Former Labour cabinet minister Dame Tessa Jowell has died aged 70, her family has announced.
Dame Tessa, who was diagnosed with a glioblastoma multiforme brain tumour in May last year, suffered a haemorrhage on Friday, and had been in a coma until her death on Saturday, a spokesman for the family said.
She died peacefully at her home in Warwickshire surrounded by her family.
Dame Tessa became a tireless campaigner to help people with brain tumours “live better lives for longer” after her diagnosis last May.
She moved fellow peers to tears in recent months as she used the House of Lords as a platform to discuss her condition and call for patients to have better access to experimental treatment.
The family spokesman said: “It is with great sadness, and an enormous sense of loss, that we announce the death of Tessa Jowell.
“She died peacefully at the family home near Shipston-on-Stour in Warwickshire last night, shortly after 10pm. Her husband David and their children Jessie and Matthew were by her side, with Jessie’s husband Finn, Matthew’s wife Ella, and David’s children from his first marriage.”
The spokesman added: “In addition to chemotherapy and radiotherapy, in recent months doctors tried innovative new treatments which Tessa gladly embraced, but sadly the tumour recently progressed very quickly.
“The family would like to thank people for the overwhelming support Tessa and they have received since she became ill. They have been touched and moved by the response, in both Houses of Parliament; from members of the public; and other cancer patients and their families around the world.”
There will be a small private funeral in the coming days, and a memorial service open to all at a later date, the spokesman said.
Dame Tessa will be remembered as one of the main political architects of the 2012 London Olympics. It was as Tony Blair’s Labour culture secretary in the early noughties that she championed the capital’s eventually successful bid to host the games, in the face of Civil Service and Cabinet scepticism.
Though losing her Cabinet post in Gordon Brown’s 2007 reshuffle she remained Olympic minister and oversaw every stage of the games from initial bid to competition.
She stepped down from the Commons in 2015.
Ed Miliband, who was Labour leader during the games, said at the time she had left an “enormous” legacy and that the country owed her a “debt of gratitude”.
Former prime minister Tony Blair said: “Tessa had passion, determination and simple human decency in greater measure than any person I have ever known. She was an inspiration to work with, and a joy to be near. She was the most wise of counsellors, the most loyal and supportive of colleagues, and the best of friends.”
Prime minister Theresa May has said the dignity and courage with which Dame Tessa Jowell confronted her illness was “humbling” and “inspirational”, adding that her campaigning on brain cancer research was “a lasting tribute to a lifetime of public service”.
Lord Sebastian Coe, president of the IAAF and former chairman of the London organising committee of the Olympic Games, said: “Tessa was not just a close friend, she was a life enhancer.

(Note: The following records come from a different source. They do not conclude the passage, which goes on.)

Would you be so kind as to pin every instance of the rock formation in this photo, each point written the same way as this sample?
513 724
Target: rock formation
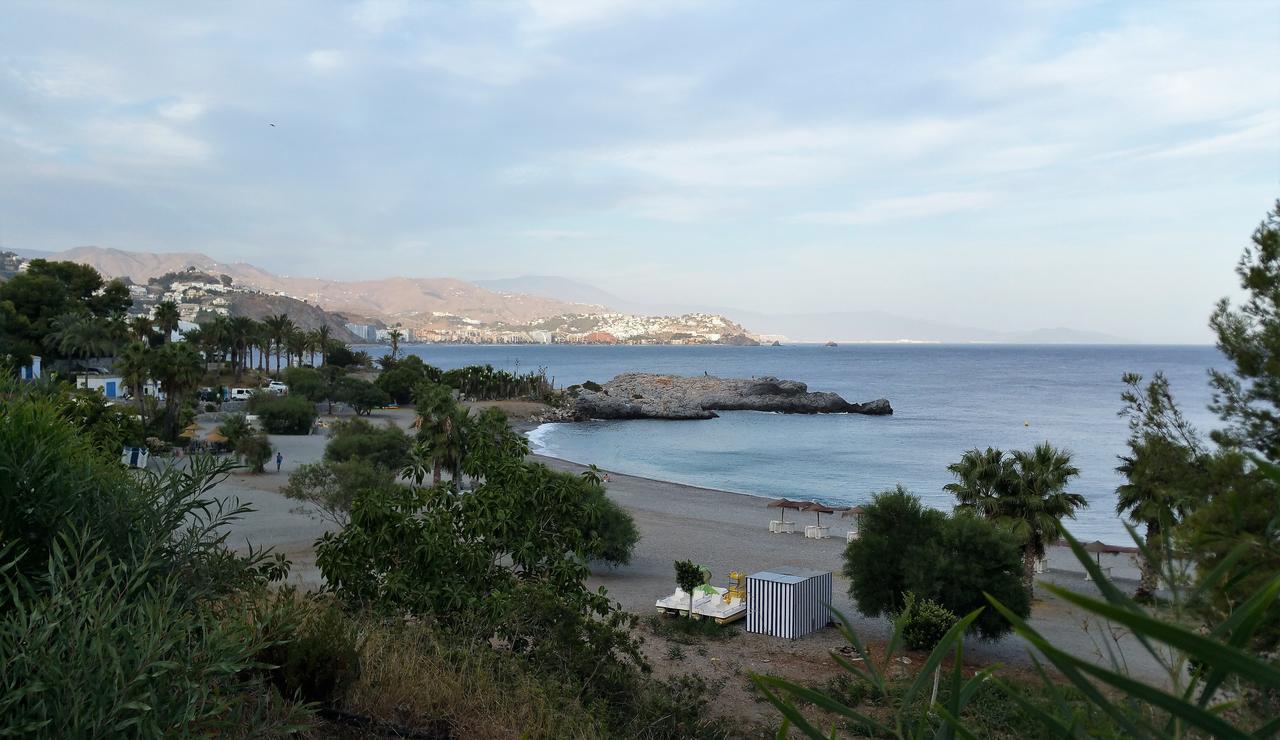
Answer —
649 396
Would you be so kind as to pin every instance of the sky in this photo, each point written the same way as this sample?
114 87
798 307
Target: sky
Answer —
1004 165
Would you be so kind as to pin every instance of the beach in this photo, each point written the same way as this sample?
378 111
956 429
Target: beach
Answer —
723 531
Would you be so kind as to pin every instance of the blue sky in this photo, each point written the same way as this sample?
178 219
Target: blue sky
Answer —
1006 165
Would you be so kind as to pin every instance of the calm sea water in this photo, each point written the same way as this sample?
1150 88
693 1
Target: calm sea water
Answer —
946 400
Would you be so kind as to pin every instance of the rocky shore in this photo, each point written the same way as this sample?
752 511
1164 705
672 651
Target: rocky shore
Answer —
650 396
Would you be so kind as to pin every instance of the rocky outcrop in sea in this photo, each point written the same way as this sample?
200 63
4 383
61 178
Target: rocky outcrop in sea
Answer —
650 396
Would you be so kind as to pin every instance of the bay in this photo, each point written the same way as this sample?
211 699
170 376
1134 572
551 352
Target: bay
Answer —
946 398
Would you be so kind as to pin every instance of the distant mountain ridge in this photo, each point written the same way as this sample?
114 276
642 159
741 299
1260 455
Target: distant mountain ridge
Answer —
531 298
836 327
396 298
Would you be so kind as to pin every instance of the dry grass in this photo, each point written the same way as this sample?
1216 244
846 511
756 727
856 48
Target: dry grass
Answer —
410 679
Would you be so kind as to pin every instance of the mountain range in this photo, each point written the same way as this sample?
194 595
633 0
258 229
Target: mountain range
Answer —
526 300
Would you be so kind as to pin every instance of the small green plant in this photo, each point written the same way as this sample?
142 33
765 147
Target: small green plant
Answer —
689 631
927 622
321 659
284 414
689 576
255 450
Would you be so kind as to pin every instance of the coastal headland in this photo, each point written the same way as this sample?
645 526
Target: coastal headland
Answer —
677 397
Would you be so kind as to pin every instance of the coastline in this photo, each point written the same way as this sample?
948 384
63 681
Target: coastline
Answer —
1059 557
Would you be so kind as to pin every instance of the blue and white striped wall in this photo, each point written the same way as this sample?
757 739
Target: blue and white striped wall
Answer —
787 603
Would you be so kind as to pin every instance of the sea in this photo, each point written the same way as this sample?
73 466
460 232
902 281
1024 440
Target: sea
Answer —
946 398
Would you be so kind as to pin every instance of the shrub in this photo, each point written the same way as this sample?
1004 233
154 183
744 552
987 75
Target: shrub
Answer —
974 558
892 552
255 448
330 487
320 659
616 530
360 394
383 446
117 647
927 622
234 428
307 383
400 380
286 414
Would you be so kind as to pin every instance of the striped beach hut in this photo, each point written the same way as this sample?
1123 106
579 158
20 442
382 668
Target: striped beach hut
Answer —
787 603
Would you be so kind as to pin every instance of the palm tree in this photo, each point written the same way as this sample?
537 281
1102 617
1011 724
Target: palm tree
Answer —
434 405
178 369
1155 496
396 336
241 330
142 328
278 328
135 368
1025 492
447 443
82 336
167 319
323 336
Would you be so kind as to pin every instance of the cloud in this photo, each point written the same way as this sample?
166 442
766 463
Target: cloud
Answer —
487 64
327 59
1261 133
182 110
904 208
376 16
560 14
144 144
557 234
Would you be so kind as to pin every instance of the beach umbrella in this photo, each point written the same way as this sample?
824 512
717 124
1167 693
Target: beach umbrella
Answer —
1097 548
784 505
818 508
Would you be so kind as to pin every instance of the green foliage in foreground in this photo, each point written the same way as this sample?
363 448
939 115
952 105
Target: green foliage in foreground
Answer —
1097 700
503 561
109 580
908 548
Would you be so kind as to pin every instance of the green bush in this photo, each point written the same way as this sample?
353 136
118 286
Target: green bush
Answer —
905 547
122 612
234 428
360 394
286 414
926 622
117 648
383 446
321 658
400 380
332 487
616 530
255 450
307 383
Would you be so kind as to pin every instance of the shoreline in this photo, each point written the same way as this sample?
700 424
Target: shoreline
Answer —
1120 569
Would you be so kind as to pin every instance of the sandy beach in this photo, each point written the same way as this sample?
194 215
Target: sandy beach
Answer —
721 530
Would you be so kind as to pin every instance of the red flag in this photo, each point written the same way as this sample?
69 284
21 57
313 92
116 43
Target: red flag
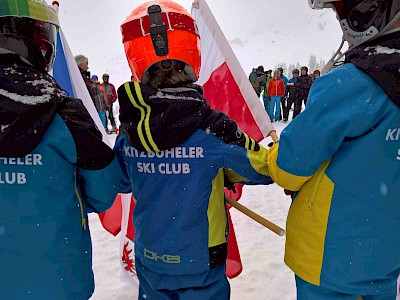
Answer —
227 89
111 219
233 262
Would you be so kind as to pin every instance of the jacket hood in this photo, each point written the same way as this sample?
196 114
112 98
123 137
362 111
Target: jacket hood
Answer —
380 59
161 119
28 102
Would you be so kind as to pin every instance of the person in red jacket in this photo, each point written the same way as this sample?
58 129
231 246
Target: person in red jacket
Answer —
276 90
109 89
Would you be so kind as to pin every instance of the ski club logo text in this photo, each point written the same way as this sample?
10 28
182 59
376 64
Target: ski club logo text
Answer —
18 177
165 168
394 135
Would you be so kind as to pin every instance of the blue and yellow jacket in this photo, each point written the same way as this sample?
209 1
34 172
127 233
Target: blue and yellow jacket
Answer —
176 152
342 155
54 169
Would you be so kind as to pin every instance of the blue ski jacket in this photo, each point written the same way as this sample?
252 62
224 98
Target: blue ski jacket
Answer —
342 155
54 169
176 153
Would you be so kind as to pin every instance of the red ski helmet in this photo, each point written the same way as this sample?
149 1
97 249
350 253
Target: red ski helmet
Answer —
159 31
29 28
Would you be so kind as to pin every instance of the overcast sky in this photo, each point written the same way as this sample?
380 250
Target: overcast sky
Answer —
261 32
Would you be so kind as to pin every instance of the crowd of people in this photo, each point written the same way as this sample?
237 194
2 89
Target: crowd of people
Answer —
103 94
338 159
279 93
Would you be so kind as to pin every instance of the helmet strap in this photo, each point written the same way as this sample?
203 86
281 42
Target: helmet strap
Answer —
334 60
158 31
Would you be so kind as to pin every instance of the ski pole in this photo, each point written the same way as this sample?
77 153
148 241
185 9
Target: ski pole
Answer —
256 217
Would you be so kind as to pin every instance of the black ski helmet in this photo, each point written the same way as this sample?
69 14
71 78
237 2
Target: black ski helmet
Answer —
29 28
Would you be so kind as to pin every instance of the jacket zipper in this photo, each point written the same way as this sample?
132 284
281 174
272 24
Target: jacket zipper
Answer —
80 202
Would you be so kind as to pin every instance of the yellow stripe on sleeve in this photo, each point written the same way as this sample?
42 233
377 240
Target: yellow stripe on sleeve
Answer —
216 212
147 118
142 117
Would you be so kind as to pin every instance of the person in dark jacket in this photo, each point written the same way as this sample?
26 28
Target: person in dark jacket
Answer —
257 79
171 139
101 104
302 88
54 166
341 157
283 99
111 96
291 95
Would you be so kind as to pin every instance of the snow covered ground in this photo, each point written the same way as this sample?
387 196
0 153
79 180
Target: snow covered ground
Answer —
264 275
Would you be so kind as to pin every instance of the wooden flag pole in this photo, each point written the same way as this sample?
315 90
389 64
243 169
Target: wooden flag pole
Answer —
251 214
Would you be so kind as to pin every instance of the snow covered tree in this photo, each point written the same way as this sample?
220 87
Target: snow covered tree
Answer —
312 62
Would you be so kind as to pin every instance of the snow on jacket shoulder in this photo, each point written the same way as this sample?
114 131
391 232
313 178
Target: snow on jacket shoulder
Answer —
177 151
341 155
54 169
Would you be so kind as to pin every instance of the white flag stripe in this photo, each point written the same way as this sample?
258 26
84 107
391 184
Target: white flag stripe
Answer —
214 38
80 90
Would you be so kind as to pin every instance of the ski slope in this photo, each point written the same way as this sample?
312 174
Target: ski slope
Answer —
264 276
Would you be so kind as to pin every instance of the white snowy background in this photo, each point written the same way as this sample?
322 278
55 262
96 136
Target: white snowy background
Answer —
261 32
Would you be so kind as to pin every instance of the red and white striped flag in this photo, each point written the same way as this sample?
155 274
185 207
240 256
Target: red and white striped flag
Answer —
227 89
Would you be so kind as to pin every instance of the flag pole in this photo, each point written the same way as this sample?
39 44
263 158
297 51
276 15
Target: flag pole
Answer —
256 217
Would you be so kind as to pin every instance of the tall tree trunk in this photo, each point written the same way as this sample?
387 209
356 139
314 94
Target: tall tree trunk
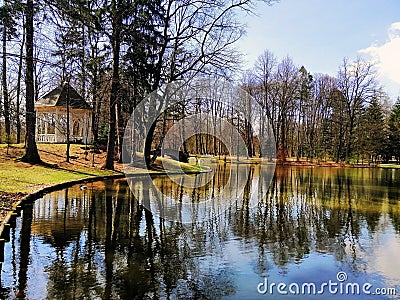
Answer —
18 109
31 152
120 130
116 44
6 103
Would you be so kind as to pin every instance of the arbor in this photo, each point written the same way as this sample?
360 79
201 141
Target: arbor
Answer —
8 30
372 137
31 153
394 130
357 82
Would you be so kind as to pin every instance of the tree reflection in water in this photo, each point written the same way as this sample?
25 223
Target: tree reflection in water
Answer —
102 243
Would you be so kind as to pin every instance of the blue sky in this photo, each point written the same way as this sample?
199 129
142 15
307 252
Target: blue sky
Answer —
320 33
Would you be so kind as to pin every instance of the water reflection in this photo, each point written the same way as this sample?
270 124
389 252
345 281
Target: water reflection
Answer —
308 224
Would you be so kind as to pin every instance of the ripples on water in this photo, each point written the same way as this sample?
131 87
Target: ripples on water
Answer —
309 225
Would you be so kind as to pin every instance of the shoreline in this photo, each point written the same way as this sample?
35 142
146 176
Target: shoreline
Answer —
14 209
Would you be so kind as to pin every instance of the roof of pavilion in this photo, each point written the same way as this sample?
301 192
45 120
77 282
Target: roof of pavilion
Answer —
60 96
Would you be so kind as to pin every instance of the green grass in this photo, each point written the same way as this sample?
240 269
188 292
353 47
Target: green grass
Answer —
17 178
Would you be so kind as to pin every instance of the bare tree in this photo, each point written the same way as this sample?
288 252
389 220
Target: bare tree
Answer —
357 82
31 153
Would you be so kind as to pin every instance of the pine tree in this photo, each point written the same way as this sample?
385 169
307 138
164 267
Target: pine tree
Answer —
394 131
373 130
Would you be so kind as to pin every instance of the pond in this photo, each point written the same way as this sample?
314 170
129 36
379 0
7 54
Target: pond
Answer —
315 233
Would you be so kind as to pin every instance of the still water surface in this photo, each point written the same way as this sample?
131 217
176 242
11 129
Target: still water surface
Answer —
311 224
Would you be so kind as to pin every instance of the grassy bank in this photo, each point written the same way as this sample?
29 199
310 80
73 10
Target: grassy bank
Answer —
18 179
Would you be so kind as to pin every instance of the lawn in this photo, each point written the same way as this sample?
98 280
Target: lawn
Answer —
18 179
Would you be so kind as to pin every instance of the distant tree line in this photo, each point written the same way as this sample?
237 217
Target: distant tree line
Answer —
115 52
347 117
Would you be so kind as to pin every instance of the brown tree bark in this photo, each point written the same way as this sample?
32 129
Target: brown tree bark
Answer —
31 152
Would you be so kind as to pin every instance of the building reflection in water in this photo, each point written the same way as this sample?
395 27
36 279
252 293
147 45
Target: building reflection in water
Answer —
102 243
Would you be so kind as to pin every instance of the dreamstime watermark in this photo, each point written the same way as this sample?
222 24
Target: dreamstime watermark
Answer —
200 107
340 286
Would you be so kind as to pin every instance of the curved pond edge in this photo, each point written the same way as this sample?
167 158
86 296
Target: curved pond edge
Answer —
10 219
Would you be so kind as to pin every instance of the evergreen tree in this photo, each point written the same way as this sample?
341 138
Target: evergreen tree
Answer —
373 130
394 131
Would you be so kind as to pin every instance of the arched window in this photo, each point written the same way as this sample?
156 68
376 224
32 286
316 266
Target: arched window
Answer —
76 129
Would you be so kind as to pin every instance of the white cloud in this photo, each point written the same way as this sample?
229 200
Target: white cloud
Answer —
387 55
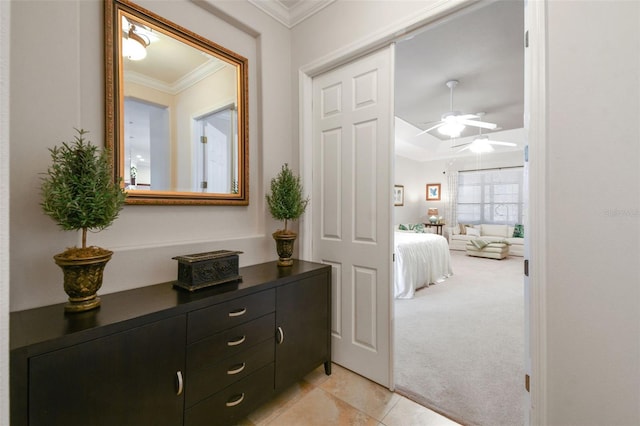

“Her contribution to the Olympic and Paralympic Games is easily defined – quite simply, without Tessa there would have been no London 2012, and without Tessa they would not have been the success they were.”
Lord David Blunkett said: “Tessa was one of my closest friends for over 40 years.
“Alongside the triumph of helping to win the Olympic Games for London, it will be Tessa as a person who I will remember. There when people needed her, both personally and also with her political hat on, and with her bravery over the last year, always thinking of others.”